Старуха чуть слышно бормочет:
— Не помню, Стэнике. Может, и правду. Давно это было, сынок. С той поры целая жизнь прошла…
— Скажи, Петра, скажи парню все как на духу, — настаивает дед Бурдуля. — Такое не забывается.
Глаза у Стэнике наливаются кровью. Он хватает старуху под мышки и приподымает. Кажись, вот-вот шмякнет ее об землю.
— Говори, мать. Ну! Правду говори!
Старуха от железной хватки Стэнике начинает икать.
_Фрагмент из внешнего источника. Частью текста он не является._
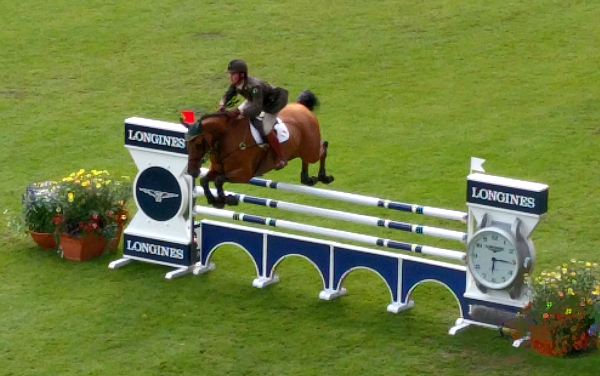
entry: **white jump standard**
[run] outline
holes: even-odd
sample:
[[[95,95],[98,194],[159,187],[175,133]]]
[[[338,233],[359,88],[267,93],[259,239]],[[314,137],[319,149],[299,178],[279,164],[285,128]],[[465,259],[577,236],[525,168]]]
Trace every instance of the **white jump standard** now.
[[[138,210],[124,231],[123,258],[112,262],[110,268],[142,261],[175,268],[166,275],[168,279],[192,271],[200,274],[214,269],[210,260],[220,246],[233,244],[252,258],[257,272],[253,285],[260,288],[277,282],[277,265],[285,257],[294,255],[309,260],[319,271],[323,282],[319,297],[325,300],[345,293],[343,282],[349,273],[356,269],[370,270],[387,285],[391,300],[387,309],[390,312],[412,307],[414,303],[410,296],[414,288],[423,282],[435,281],[447,287],[459,302],[460,314],[450,334],[471,325],[497,328],[501,324],[477,316],[478,307],[516,312],[529,301],[523,275],[530,273],[535,265],[531,233],[547,211],[547,185],[471,173],[466,187],[468,211],[464,213],[259,178],[250,182],[260,187],[358,205],[458,220],[466,223],[466,232],[235,194],[242,204],[265,206],[282,213],[292,211],[452,239],[466,243],[465,253],[215,209],[202,205],[203,199],[195,202],[195,197],[202,194],[202,190],[194,187],[193,179],[186,173],[185,132],[186,128],[180,124],[143,118],[126,119],[125,146],[139,169],[133,187]],[[196,216],[199,221],[195,221]],[[413,253],[352,246],[313,236],[204,219],[205,216]],[[418,253],[449,258],[460,264],[427,260],[417,257]]]

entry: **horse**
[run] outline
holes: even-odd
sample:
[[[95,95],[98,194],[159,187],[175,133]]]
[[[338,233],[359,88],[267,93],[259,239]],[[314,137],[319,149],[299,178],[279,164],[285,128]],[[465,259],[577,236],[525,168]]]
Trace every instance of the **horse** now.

— Отпусти, родненький, отпусти меня.
Нене Стэнике отпускает ее, но не унимается:
— Говори, так было? Не брешет дед Бурдуля? Чего уж теперь скрывать?
— Так, сыночек, так, Стэнике. Был грех. Так уж вышло. Не бросаться же в Кэлмэцуй! Кому от этого польза? И тебя… тебя бы на свете не было… И брата твоего Михалаке не было б…
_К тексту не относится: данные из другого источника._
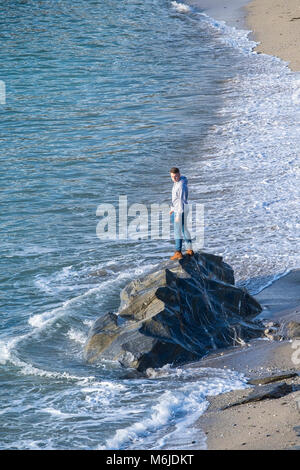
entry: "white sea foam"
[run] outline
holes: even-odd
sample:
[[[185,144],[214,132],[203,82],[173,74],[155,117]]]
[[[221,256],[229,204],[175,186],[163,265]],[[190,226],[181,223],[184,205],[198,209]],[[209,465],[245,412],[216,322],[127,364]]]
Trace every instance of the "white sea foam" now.
[[[125,280],[130,280],[132,278],[136,278],[137,276],[146,274],[147,271],[151,270],[155,266],[157,266],[157,264],[147,264],[145,266],[138,267],[135,266],[131,269],[128,269],[127,271],[120,272],[117,276],[113,276],[112,278],[101,282],[100,285],[88,289],[83,294],[66,300],[59,307],[31,316],[28,320],[28,323],[37,329],[48,327],[55,323],[60,317],[67,315],[70,306],[73,308],[74,305],[80,304],[84,299],[90,296],[98,296],[99,294],[110,292],[112,287],[120,286],[122,283],[124,283]]]
[[[185,3],[171,2],[171,5],[179,13],[188,13],[191,11],[191,7],[189,7]]]
[[[83,333],[82,331],[75,330],[74,328],[71,328],[67,332],[67,336],[72,340],[75,341],[76,343],[79,344],[85,344],[87,340],[87,335],[86,333]]]
[[[76,416],[75,414],[64,413],[60,410],[57,410],[57,409],[51,408],[51,407],[42,408],[40,411],[44,412],[44,413],[49,413],[54,418],[58,418],[58,419],[68,419],[68,418],[73,418],[74,416]]]
[[[191,429],[192,425],[205,411],[208,406],[206,400],[207,395],[217,395],[226,391],[243,388],[246,386],[245,378],[242,374],[233,371],[226,371],[213,369],[212,377],[205,377],[203,374],[211,370],[209,369],[179,369],[179,374],[183,380],[177,382],[178,386],[175,390],[167,390],[162,393],[158,402],[153,405],[149,411],[148,417],[137,421],[133,425],[119,429],[114,436],[107,439],[104,445],[100,445],[98,449],[138,449],[145,448],[151,443],[155,448],[174,448],[174,440],[179,438],[181,429],[189,428],[188,436],[194,436]],[[159,371],[158,371],[159,372]],[[178,375],[178,371],[173,369],[168,370],[164,368],[163,373],[170,375]],[[198,381],[187,380],[189,377],[195,378],[200,374]],[[180,385],[181,384],[181,385]],[[169,427],[174,429],[170,432],[165,432]],[[159,438],[157,441],[156,433],[165,434],[164,437]],[[182,436],[181,436],[182,437]],[[157,444],[159,442],[159,445]],[[182,445],[182,439],[181,443]],[[188,444],[186,444],[188,445]],[[199,446],[204,448],[205,443],[197,442]],[[154,447],[153,447],[154,448]],[[187,448],[185,446],[185,448]]]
Нене Михалаке, все время молчавший, рассудительно замечает:
— Так оно и есть, Стэнике. Мать права. Раз так вышло, не убивать же девку.
Музыканты играют, стараются изо всех сил загасить ссору, вернуть веселье. Жених понемногу мягчает, вздыхает глубоко и говорит:
— Пусть музыканты замолчат. Скажи им, нене Бурдуля. А мы все сделаем, как обычай велит.
Музыка смолкает.
— Ты про что, Стэнике? Какой обычай? Что ты еще задумал, Стэнике?
— Поступим по обычаю, нене Бурдуля. Отвезем Маричику обратно к отцу. На бороне отвезем. Впряжем волов в борону и отвезем. И оставим на дворе невесту. А иначе у нас хлеб градом побьет и скотина в хлеву передохнет.
Нене Михалаке задумывается.
— Ладно. Будь по-твоему. Хоть и тяжело везти на бороне по сугробам да по снегу. А люди-то, люди что скажут? Себя только на посмешище выставим.
— Люди и так знают. А мы позор с себя смоем. Отвезем к отцу на бороне и во дворе оставим.
— Может, ты потолкуешь с Ветуем?
— Я? Об чем нам с ним толковать? Стану я говорить с отцом потаскухи! Ни в жисть не стану! Хоть убей!
— Ну, Стэнике, иди тогда готовь борону. Я ее под стрехой сарая повесил. И волов запряги.
Кривой Веве потирает руки. Рад несказанно, будто нашел на дороге кошелек с деньгами. Когда и Михалаке уходит, он шепчет мне на ухо:
— Ох и посмеемся, Дарие, ну и посмеемся!
В этой суматохе Авендря хватает Нету за руку и тащит за собой:
— Пойдем, Нета. Пойдем! Скажу тебе кое-что…
Нета ему покоряется. Они выходят на крыльцо и исчезают среди сугробов. Пропадают в черной, как деготь, тьме.
Кривой Веве толкает меня локтем в бок.
— Видал?
— Ну и что, Веве?
— Как что? Бранила невесту, что не умна была, а сама-то…
— Черепок — он всегда о горшке печалится, Веве.
Брат мой Ион и нене Пашол забились в самый дальний угол. Они нашли оплетенную бутыль вина, что хозяин припас для своих, когда все гости разойдутся. И не спеша потягивают из нее винцо.
— Как думаешь, Ион, за час мы ее выдуем?